Saturday, November 22, 2008

if you're a boomer, you remember where you were 45 years ago today

November 22, 1963 was a defining moment for kids growing up in post-war America, a date we recalled to each other for years, and still recall to each other when younger (more employable) people aren't in the room.

Our memories aren't of Warren reports or conspiracy theory, but of how the world a kid took for granted, its safety, its social orders, was shattered in the space of a single afternoon. (As our own kids' vision of world order would be similarly detonated, 38 years later.)

I was in third grade, enduring arithmetic class. Suddenly, Sister Superior burst through the door and whispered something to our teacher, who began to cry. She fumbled in her mysterious robes, pulled out a hankie, and told us the news: the President had been shot, but not killed. Then, schoolbuses magically appeared outside the windows, hours before it was time for dismissal.

When I got home, the television was on, which was unusual in our house during the day. Even more unusual was that all three channels showed the same thing, so that we watched what was previously unthinkable come to pass, not just once, but over and over.
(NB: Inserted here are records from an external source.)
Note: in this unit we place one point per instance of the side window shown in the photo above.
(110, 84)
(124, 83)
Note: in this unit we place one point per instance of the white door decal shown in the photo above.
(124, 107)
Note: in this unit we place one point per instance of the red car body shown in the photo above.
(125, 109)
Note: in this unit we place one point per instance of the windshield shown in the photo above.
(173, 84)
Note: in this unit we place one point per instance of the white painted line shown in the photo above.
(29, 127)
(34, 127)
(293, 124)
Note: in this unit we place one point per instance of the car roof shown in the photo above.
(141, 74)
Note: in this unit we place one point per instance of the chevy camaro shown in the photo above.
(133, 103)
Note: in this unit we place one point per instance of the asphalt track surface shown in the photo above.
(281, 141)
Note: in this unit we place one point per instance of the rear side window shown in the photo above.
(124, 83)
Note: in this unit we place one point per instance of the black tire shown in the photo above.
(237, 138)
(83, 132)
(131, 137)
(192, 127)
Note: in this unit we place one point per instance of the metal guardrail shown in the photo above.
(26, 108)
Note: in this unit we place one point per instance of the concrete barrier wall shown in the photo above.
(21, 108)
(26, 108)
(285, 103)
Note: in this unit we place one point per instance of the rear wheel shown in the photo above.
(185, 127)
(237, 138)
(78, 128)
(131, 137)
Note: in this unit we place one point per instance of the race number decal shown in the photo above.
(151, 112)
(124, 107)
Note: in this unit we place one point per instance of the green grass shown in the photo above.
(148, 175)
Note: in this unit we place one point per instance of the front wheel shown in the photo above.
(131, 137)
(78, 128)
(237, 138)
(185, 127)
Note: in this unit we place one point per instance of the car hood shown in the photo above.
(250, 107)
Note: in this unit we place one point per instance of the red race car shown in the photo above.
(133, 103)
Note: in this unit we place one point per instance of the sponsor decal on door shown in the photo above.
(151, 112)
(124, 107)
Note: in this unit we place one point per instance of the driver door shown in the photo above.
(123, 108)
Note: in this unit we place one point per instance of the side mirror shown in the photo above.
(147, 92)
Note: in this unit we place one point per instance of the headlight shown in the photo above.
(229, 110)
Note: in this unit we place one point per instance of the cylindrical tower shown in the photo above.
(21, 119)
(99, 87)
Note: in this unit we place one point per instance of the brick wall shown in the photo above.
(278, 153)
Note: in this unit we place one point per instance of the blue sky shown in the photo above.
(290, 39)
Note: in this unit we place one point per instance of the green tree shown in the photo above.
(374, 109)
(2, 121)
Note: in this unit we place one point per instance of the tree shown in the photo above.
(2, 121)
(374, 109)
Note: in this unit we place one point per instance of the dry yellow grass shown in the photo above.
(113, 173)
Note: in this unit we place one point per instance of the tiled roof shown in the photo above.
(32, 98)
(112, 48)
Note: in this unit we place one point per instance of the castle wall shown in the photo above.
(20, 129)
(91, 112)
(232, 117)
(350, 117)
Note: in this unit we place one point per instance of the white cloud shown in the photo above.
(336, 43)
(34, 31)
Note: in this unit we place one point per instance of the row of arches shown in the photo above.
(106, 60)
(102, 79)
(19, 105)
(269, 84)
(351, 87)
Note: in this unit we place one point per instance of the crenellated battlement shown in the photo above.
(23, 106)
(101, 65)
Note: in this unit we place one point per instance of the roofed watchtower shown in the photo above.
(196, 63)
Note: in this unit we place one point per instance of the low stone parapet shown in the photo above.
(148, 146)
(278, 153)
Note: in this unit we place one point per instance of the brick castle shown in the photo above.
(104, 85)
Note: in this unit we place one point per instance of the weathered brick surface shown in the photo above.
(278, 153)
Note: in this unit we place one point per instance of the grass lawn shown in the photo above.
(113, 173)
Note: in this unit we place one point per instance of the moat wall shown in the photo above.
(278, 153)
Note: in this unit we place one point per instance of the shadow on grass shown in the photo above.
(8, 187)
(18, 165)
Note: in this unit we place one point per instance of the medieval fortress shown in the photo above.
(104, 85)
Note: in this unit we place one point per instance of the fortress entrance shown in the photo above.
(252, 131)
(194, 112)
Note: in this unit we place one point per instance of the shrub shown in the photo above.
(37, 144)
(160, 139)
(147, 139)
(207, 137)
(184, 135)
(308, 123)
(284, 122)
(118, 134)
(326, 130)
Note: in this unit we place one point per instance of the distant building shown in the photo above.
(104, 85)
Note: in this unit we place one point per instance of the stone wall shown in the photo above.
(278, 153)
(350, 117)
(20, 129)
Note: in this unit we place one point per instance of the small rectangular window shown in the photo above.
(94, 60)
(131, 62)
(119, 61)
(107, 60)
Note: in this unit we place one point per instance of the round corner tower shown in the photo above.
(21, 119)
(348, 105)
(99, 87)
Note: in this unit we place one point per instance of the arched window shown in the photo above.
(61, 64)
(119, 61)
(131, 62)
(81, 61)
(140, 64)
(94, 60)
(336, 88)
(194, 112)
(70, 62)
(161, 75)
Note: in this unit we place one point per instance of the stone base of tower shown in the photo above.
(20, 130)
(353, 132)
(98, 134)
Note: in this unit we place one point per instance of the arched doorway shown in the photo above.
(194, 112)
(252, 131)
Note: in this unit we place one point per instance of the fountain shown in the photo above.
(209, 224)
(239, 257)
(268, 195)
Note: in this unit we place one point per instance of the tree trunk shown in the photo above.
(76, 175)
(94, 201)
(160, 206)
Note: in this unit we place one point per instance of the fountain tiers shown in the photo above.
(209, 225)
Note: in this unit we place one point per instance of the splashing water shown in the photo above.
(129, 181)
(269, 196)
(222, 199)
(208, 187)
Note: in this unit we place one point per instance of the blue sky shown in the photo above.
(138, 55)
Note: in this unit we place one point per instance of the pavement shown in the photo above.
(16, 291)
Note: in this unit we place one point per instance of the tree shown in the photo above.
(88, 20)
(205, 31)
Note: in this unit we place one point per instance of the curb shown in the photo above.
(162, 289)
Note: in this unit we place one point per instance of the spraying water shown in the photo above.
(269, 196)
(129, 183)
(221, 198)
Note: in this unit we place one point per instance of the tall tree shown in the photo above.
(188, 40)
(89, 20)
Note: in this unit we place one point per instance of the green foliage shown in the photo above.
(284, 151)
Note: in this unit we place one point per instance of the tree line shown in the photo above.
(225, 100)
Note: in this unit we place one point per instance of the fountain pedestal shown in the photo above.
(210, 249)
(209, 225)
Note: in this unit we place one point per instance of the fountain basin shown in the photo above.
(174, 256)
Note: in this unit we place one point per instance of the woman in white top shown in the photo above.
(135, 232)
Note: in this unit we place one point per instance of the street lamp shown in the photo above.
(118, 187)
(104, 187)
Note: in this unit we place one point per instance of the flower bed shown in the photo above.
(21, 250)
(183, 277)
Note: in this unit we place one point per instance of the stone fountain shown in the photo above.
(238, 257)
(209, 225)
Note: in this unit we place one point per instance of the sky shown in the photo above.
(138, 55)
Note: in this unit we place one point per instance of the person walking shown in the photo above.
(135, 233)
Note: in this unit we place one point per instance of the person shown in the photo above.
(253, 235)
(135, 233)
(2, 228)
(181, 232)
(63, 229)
Of the events shown, the one most shocking to me was unseemliness on the part of Jackie, who'd been held up to me as a role model, being the first Catholic First Lady. One minute, she was seated beside her husband, looking proper in her pink pillbox hat, matching coat and white gloves. The next minute, she was clambering across the trunk of a car⎯behavior so inappropriate for a First Lady, not to mention one who was Catholic, that every time the scene was replayed, I half expected she'd do something else, and so was astonished again and again.